The fight against COVID-19 got a big boost this week, with the Pfizer Inc.-BioNTech SE vaccine showing much better-than-expected effectiveness in preventing disease in its first readout and Eli Lilly &Co.’s therapeutic antibody getting an Emergency Use Authorization from the U.S. Food and Drug Administration. Other vaccines and treatments are likely to follow with similarly positive data. So far so good.
But exactly how jubilant should we be? Answering this question depends in large measure on how quickly the virus mutates and finds a way to bypass vaccines and other approved therapies. How quickly it mutates, in turn, depends on our ability to slow the spread through responsible mitigation measures.
Some background. Viruses mutate all the time. During the course of a single infection, a person can have coronaviruses with slight differences. If a vaccine or an antibody isn’t 100% effective in eradicating an infection, then even if it prevents disease it could still allow resistant clones to form. These clones could then spread to other people and undermine the efficacy of the vaccine or treatment.

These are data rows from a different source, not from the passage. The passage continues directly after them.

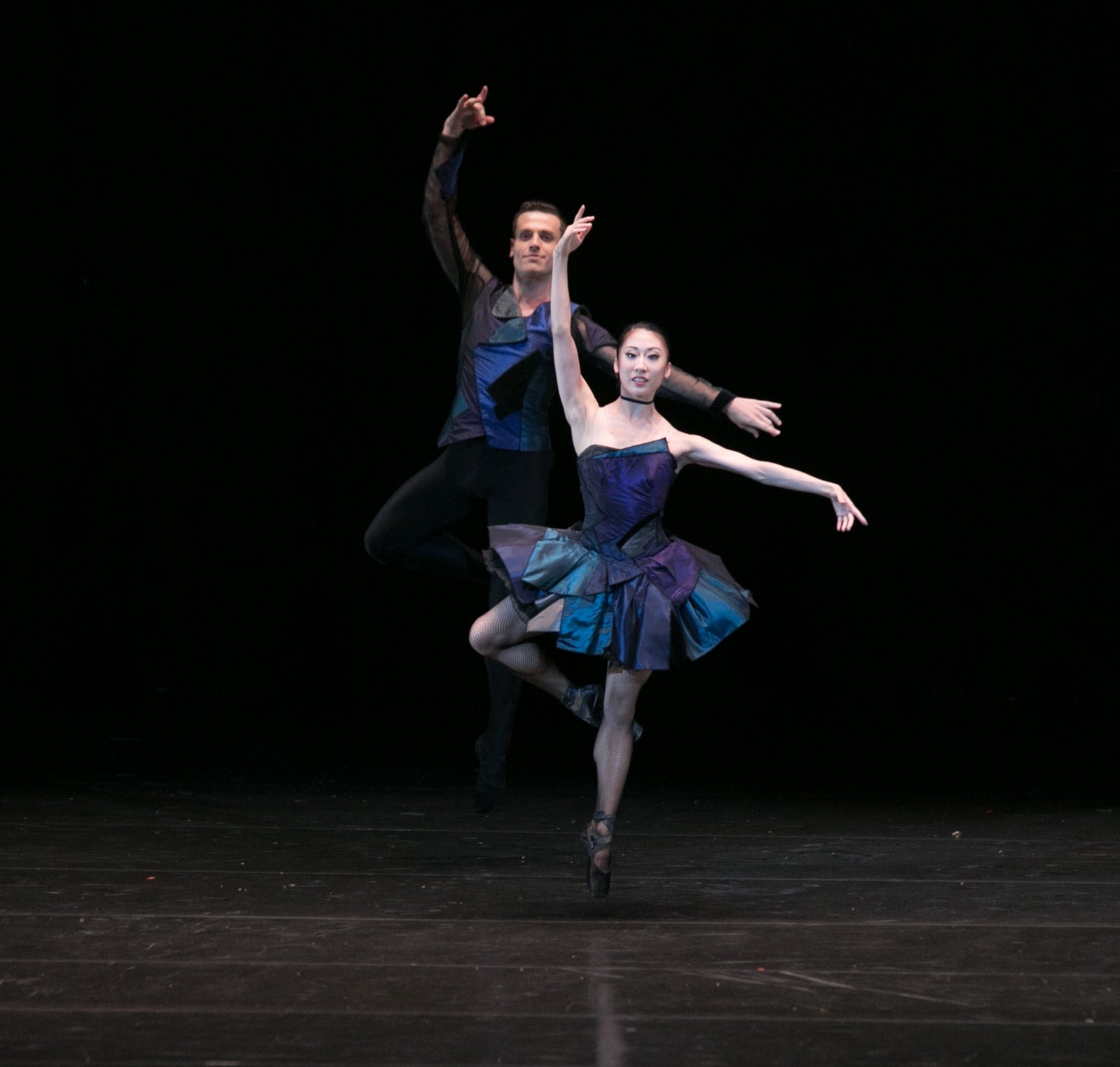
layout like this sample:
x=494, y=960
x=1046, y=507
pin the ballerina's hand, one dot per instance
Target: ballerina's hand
x=847, y=512
x=574, y=235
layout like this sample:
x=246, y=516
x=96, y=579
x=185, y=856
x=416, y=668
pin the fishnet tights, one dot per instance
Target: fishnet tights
x=614, y=744
x=502, y=634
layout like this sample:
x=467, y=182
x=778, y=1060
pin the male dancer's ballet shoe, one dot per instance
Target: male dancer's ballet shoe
x=586, y=703
x=485, y=790
x=598, y=881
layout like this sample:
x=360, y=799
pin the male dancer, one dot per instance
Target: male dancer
x=496, y=442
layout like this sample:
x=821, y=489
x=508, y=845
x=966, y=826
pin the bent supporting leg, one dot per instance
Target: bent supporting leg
x=409, y=531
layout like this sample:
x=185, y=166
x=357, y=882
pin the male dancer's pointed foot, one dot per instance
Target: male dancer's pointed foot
x=486, y=789
x=586, y=703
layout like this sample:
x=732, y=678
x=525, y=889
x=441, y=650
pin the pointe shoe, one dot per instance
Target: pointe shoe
x=586, y=703
x=598, y=881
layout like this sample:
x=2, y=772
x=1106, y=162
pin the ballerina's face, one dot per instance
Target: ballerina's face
x=642, y=363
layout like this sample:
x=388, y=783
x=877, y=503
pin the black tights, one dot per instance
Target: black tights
x=410, y=531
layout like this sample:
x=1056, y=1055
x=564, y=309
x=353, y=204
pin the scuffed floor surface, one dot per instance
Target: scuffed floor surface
x=270, y=921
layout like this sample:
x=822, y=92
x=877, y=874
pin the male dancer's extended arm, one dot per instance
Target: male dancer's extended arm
x=462, y=265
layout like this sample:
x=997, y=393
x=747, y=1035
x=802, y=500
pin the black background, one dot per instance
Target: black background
x=896, y=220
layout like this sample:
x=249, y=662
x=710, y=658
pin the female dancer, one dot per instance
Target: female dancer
x=619, y=585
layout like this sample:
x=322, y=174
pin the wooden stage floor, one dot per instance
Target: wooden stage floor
x=259, y=919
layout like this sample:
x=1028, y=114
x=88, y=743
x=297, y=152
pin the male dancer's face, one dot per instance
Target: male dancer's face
x=531, y=246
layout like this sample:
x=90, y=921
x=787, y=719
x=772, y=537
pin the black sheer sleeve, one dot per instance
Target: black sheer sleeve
x=461, y=263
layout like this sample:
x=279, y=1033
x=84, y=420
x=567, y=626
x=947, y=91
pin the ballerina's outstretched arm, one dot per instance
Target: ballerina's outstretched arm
x=694, y=449
x=576, y=396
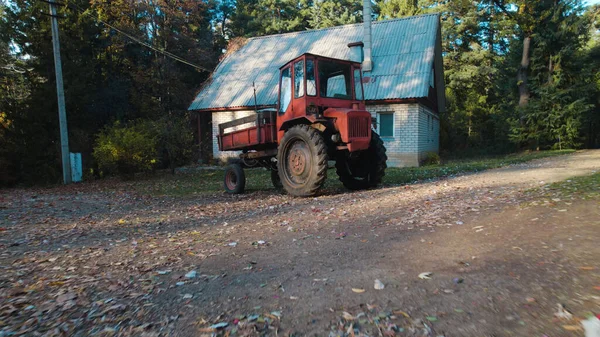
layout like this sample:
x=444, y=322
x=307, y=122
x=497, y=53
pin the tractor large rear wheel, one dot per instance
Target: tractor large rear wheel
x=302, y=161
x=364, y=170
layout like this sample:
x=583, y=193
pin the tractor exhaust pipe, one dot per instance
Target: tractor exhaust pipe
x=367, y=62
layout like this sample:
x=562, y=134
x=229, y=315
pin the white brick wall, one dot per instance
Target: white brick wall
x=429, y=132
x=416, y=132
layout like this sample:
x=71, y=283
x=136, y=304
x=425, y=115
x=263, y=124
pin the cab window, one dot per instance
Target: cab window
x=335, y=80
x=298, y=79
x=358, y=85
x=285, y=95
x=311, y=84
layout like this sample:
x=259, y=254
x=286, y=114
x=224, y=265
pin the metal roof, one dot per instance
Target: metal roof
x=403, y=53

This isn’t theoretical. Denmark, one of the world’s biggest producers of mink skins, is in the process of culling its entire 17 million mink population after the virus found its way into herds at hundreds of the country’s farms. By virtue of their sheer numbers, the mink provided the virus with an opportunity to spread rapidly and mutate. Then, in exactly the same way that the virus first entered into the human population in China, it jumped back into humans. One variant of the Danish virus has the potential to be resistant to the very vaccines and therapies that we have just been celebrating.
But we don’t need mink farms to generate mutations. A recent study from Emma Thomson, professor at the MRC-University of Glasgow Centre for Virus Research, and associates found a mutation that can bypass infection-fighting antibodies produced by some people. What this means is that there is one more reason to be concerned about the rapid spread of the coronavirus among humans: The more people get infected, the more likely it is for new versions of the virus to evolve. If the number of infections remains at current levels — or if it continues to rise — there is a risk that new mutations start to spread. Some of these new versions may even be able to reinfect people who had been infected before, a phenomenon that until now has been quite rare.
Almost all vaccines in development target the current version of the virus, meaning that they should be effective in preventing the disease in a vast majority of people. However, if we allow the virus to spread, we risk further mutations, and, consequently, less effective vaccines.
Should we put the Champagne back on ice? Definitely not. We can take comfort in that we have seen how effective a vaccine can be, at least based on early prevention of disease, and how quickly we can make one. And the beauty of the Pfizer-BioNTech vaccine and another in development by Moderna Inc. is that they can be adapted to deal with new variants that develop. The same applies to Johnson &Johnson and AstraZeneca Plc’s vaccines, with some caveats.
The Danish experience suggests it’s critically important to stop the evolution of the virus before we even start vaccinating people. That means bringing to bear all mitigation tools, from testing and tracing to social distancing and masks. And we may need to keep up these practices after a vaccine has been deployed until we can be sure inoculations eliminate virus transmission. On top of all this, countries should keep a better eye on their animal populations so as to avoid another Danish mink situation. The more responsible we are with our behavior, the better the chance for a successful vaccine.
Sam Fazeli is senior pharmaceuticals analyst for Bloomberg Intelligence and director of research for EMEA.